UNICEF: 40% of Syrian children in Turkey not in school

Risk of 'lost generation' as UN agency says 380,000 Syrian child refugees miss formal education at present in Turkey.

    More than 40 percent of Syrian child refugees in Turkey are not in education [Reuters]
    More than 40 percent of Syrian child refugees in Turkey are not in education [Reuters]

    About 380,000 Syrian children of school age are missing out on education in Turkey, raising the risk of a "lost generation", according to the UN children's fund UNICEF.

    More than 40 percent of Syrian child refugees in Turkey are not in education at present, the agency said in a statement on Thursday.    

    Syrian refugee family fights to be reunited

    Justin Forsyth, UNICEF's deputy executive director, praised Ankara for enrolling 50 percent of Syrian child refugees since June, but said more needed to be done.

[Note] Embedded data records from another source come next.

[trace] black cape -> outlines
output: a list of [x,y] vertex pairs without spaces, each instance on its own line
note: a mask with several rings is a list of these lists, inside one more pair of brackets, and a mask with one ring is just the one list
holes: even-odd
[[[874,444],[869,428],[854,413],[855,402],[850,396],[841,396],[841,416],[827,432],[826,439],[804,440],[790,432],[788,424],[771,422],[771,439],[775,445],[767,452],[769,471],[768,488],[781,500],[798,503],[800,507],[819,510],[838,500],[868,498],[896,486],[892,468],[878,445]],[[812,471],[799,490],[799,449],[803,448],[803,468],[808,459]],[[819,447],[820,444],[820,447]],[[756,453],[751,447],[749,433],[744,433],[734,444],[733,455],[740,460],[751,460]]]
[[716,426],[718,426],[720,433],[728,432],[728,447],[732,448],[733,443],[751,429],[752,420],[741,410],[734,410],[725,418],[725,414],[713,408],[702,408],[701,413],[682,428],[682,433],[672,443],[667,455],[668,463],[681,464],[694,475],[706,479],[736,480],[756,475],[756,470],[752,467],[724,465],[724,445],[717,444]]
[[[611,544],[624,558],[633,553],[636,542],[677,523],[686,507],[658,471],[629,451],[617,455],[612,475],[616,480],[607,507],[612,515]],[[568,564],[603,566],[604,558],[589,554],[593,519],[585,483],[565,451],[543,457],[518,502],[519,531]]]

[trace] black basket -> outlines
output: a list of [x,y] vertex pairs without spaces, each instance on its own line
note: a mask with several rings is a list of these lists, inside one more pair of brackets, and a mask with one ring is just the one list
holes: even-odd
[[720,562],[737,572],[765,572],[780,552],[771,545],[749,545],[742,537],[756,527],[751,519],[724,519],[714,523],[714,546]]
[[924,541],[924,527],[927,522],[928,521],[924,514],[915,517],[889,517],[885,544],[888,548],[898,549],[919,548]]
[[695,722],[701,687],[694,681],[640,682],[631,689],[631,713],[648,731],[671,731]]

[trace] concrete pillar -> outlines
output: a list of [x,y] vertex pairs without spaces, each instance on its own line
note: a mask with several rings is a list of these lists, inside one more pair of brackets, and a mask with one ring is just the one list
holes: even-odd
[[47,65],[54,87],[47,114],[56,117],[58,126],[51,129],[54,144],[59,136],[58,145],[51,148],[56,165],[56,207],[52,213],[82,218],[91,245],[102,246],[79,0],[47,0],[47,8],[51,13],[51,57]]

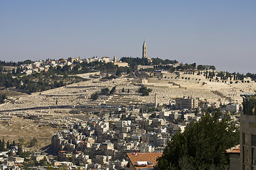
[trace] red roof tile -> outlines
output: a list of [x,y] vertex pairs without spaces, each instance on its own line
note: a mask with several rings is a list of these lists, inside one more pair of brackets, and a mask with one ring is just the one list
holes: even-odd
[[[132,162],[135,169],[139,170],[143,168],[153,168],[157,163],[156,159],[161,157],[163,153],[127,153],[129,162]],[[147,164],[146,166],[137,166],[137,162],[151,162],[152,164]]]
[[227,154],[240,154],[240,144],[235,145],[233,147],[225,150]]

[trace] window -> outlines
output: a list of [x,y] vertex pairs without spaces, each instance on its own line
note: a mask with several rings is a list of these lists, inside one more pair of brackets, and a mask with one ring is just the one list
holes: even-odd
[[249,135],[246,133],[242,133],[242,144],[250,144],[250,140],[249,140]]
[[256,147],[256,135],[252,135],[252,146]]
[[242,162],[249,163],[249,147],[245,146],[242,146]]
[[252,164],[256,165],[256,148],[252,147]]

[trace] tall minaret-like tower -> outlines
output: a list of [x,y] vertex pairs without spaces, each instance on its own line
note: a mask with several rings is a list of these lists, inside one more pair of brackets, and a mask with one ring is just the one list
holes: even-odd
[[142,58],[146,58],[146,45],[145,41],[144,41],[142,45]]

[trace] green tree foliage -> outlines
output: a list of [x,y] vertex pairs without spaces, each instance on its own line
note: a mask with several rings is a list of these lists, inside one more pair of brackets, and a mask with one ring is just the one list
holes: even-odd
[[7,96],[6,94],[0,94],[0,104],[2,104],[4,103],[4,100],[7,98]]
[[92,101],[96,101],[99,97],[99,94],[97,92],[94,93],[91,95],[90,96],[90,99],[92,99]]
[[110,94],[113,94],[116,91],[116,86],[114,86],[110,91]]
[[206,113],[183,133],[176,133],[155,169],[228,169],[229,157],[223,152],[239,143],[239,132],[228,115],[219,120],[220,115],[220,111],[213,116]]

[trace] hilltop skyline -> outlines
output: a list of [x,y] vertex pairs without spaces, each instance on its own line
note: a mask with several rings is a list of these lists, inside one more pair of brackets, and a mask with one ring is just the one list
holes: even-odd
[[0,60],[147,57],[256,73],[256,2],[1,1]]

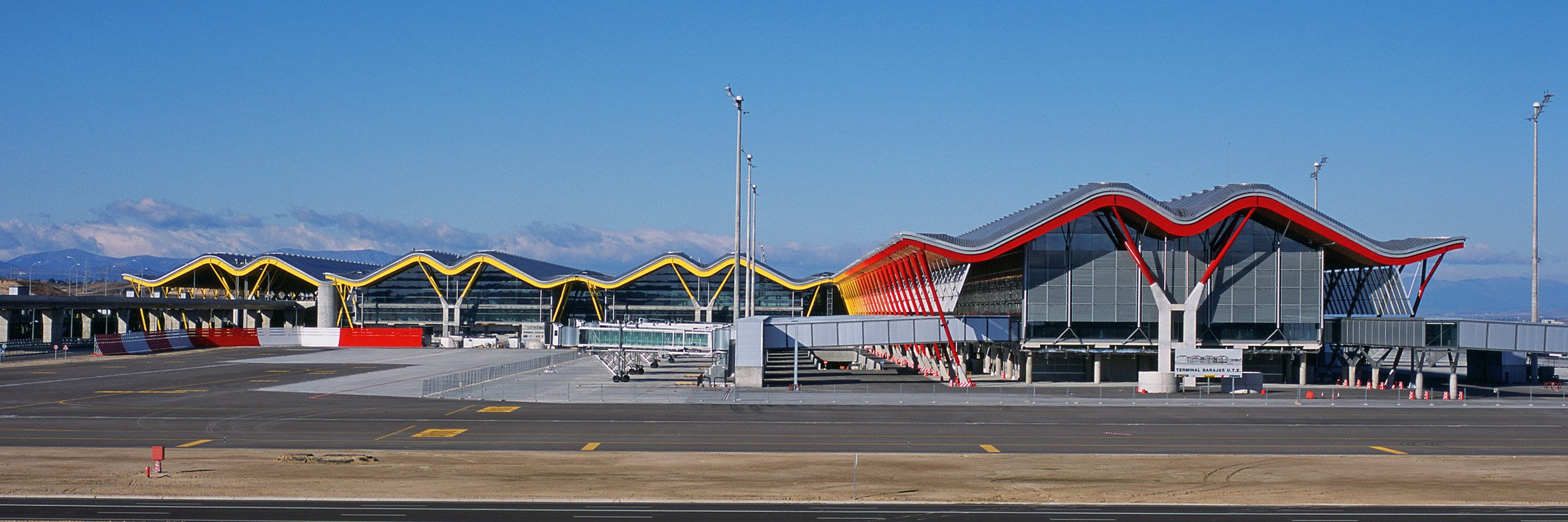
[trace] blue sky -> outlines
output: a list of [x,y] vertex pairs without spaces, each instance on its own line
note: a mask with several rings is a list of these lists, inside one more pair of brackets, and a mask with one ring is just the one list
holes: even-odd
[[[0,259],[500,248],[619,270],[759,235],[798,274],[1083,182],[1261,182],[1529,273],[1568,3],[0,2]],[[1568,102],[1543,271],[1568,279]]]

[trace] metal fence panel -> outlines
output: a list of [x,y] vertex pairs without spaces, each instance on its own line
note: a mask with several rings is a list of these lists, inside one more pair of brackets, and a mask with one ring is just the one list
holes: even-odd
[[524,373],[524,372],[528,372],[528,370],[538,370],[538,368],[557,365],[557,364],[561,364],[561,362],[577,361],[577,359],[588,357],[588,356],[590,356],[588,351],[572,350],[572,351],[564,351],[564,353],[558,353],[558,354],[550,354],[547,357],[519,361],[519,362],[511,362],[511,364],[499,364],[499,365],[494,365],[494,367],[483,367],[483,368],[477,368],[477,370],[467,370],[467,372],[458,372],[458,373],[442,375],[442,376],[437,376],[437,378],[425,379],[425,382],[422,384],[420,393],[422,393],[422,397],[439,395],[439,393],[445,393],[445,392],[456,390],[456,389],[461,389],[461,387],[467,387],[467,386],[474,386],[474,384],[480,384],[480,382],[488,382],[488,381],[494,381],[494,379],[513,376],[513,375],[517,375],[517,373]]

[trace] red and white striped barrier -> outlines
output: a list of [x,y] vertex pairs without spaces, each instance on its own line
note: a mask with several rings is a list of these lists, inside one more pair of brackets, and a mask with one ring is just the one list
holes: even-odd
[[94,353],[138,353],[216,346],[420,348],[414,328],[196,328],[94,335]]

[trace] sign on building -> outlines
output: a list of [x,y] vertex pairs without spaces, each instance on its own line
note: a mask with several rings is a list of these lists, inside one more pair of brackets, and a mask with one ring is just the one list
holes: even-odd
[[1176,348],[1176,375],[1242,376],[1242,348]]

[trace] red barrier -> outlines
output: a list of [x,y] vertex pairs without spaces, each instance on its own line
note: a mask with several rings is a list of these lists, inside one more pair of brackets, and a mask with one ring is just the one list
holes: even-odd
[[165,329],[165,331],[147,332],[147,348],[152,348],[152,351],[174,350],[174,345],[169,345],[169,337],[166,332],[169,331]]
[[97,353],[105,356],[125,354],[125,342],[119,339],[119,334],[93,335],[93,345],[97,346]]
[[343,328],[337,332],[343,348],[422,348],[425,331],[416,328]]
[[[425,332],[417,328],[299,328],[299,329],[268,329],[268,332],[312,332],[314,339],[325,340],[310,346],[343,346],[343,348],[423,348]],[[276,334],[276,332],[274,332]],[[276,335],[274,335],[276,337]],[[285,335],[287,337],[287,335]],[[337,343],[332,343],[336,337]],[[127,340],[129,339],[129,340]],[[304,337],[295,335],[284,343],[298,345]],[[276,340],[276,339],[274,339]],[[165,329],[152,332],[127,332],[94,335],[97,353],[105,356],[121,356],[129,353],[171,351],[190,348],[218,346],[262,346],[260,335],[254,328],[196,328],[196,329]],[[141,348],[146,346],[146,348]]]

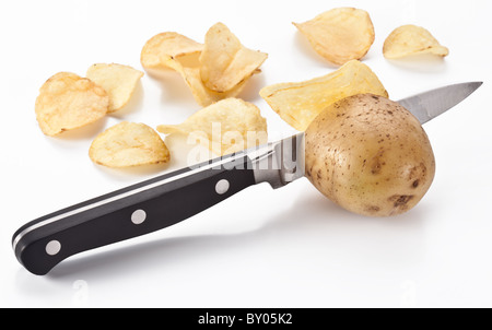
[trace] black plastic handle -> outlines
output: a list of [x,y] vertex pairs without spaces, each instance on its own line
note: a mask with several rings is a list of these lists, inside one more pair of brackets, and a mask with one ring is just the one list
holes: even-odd
[[251,185],[244,154],[163,175],[27,223],[13,236],[15,256],[44,275],[70,256],[174,225]]

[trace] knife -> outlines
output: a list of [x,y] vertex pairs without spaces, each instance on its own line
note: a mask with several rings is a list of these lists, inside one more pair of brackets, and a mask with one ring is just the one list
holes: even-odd
[[[481,84],[449,85],[399,103],[424,123]],[[21,264],[45,275],[73,255],[172,226],[249,186],[268,182],[277,189],[302,177],[304,133],[298,133],[42,216],[19,228],[12,246]]]

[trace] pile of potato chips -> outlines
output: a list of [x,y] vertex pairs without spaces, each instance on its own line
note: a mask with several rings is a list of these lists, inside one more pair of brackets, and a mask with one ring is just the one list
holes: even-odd
[[140,61],[147,70],[177,71],[197,103],[208,106],[239,94],[267,57],[243,46],[227,26],[216,23],[203,45],[175,32],[155,35],[143,46]]
[[[329,105],[344,97],[388,93],[376,74],[360,62],[375,39],[368,13],[354,8],[337,8],[305,23],[293,23],[307,37],[314,50],[337,71],[297,83],[263,87],[260,96],[293,128],[304,131]],[[385,40],[387,59],[432,54],[445,57],[429,31],[415,25],[396,28]],[[175,32],[160,33],[141,50],[142,67],[175,70],[203,108],[180,125],[161,125],[164,134],[185,133],[213,153],[224,155],[268,141],[267,121],[251,103],[235,98],[268,55],[249,49],[222,23],[216,23],[200,44]],[[60,72],[39,90],[35,111],[47,135],[92,123],[118,111],[130,101],[143,72],[121,64],[97,63],[86,78]],[[90,157],[108,167],[167,163],[169,151],[159,133],[144,123],[120,122],[97,135]]]
[[121,109],[143,72],[121,64],[94,64],[86,76],[60,72],[43,84],[35,110],[45,134],[57,135]]

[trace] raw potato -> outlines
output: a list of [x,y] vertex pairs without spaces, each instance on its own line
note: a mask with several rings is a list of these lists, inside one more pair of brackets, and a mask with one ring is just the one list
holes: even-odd
[[200,76],[200,55],[203,45],[174,32],[161,33],[152,37],[143,46],[140,57],[147,70],[173,69],[181,74],[200,106],[209,106],[214,102],[238,95],[244,83],[239,83],[226,93],[218,93],[208,89]]
[[355,8],[337,8],[305,23],[293,23],[317,54],[342,66],[363,58],[374,43],[374,26],[368,13]]
[[337,102],[306,131],[306,177],[354,213],[409,211],[431,187],[434,173],[434,154],[419,120],[380,96]]
[[120,168],[167,163],[169,151],[149,126],[124,121],[102,132],[89,151],[99,165]]
[[231,91],[251,76],[267,57],[265,52],[244,47],[227,26],[216,23],[206,35],[200,56],[201,80],[212,91]]
[[48,79],[36,98],[36,118],[46,135],[80,128],[103,118],[109,106],[106,92],[89,79],[60,72]]
[[268,142],[267,120],[251,103],[227,98],[189,117],[181,125],[161,125],[165,134],[191,134],[218,155],[224,155]]
[[337,71],[300,83],[281,83],[260,91],[260,95],[290,126],[305,131],[330,104],[347,96],[388,93],[371,69],[353,60]]
[[128,66],[99,63],[89,68],[85,75],[107,92],[108,113],[114,113],[128,104],[143,72]]
[[423,27],[403,25],[396,28],[386,38],[383,54],[387,59],[397,59],[410,55],[433,54],[445,57],[449,50]]

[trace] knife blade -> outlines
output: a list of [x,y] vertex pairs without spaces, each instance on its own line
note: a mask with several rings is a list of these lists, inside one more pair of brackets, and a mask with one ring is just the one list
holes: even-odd
[[[423,123],[480,85],[450,85],[400,103]],[[304,173],[304,133],[298,133],[42,216],[15,232],[12,247],[21,264],[44,275],[79,252],[172,226],[254,185],[283,187]]]
[[448,85],[398,101],[406,109],[425,123],[446,113],[470,96],[483,82],[468,82]]

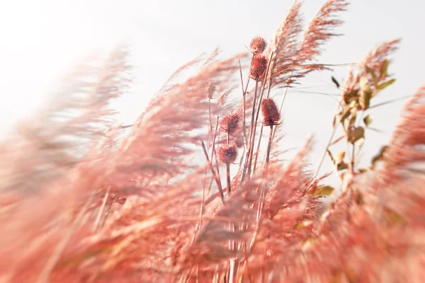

    "Unless more resources are provided, there is still a very real risk of a 'lost generation' of Syrian children, deprived of the skills they will one day need to rebuild their country," Forsyth added.

    He was speaking after a visit to southern Turkey where hundreds of thousands of Syrians live in cities and inside camps.

    Ankara says close to half a million Syrian children out of 1.2 million in Turkey are enrolled in its schools.

    There are 2.7 million Syrian refugees in the country, according to UNICEF. Across the region, a total of 2.7 million Syrian children, most of them inside the war-ravaged country. 

    READ MORE: The blindness of war for Syrian refugees

    Nearly 180,000 babies were born to Syrian refugees in Turkey between April 2011 and September 2016, Turkey's health ministry said on Thursday, according to state-run Anadolu news agency.

    Earlier this month, Turkish President Recep Tayyip Erdogan said skilled Syrian and Iraqi refugees currently working in the black economy would be granted citizenship if they pass security tests.

    The conflict in Syria has killed more than 310,000 people since it began with anti-government protests in March 2011.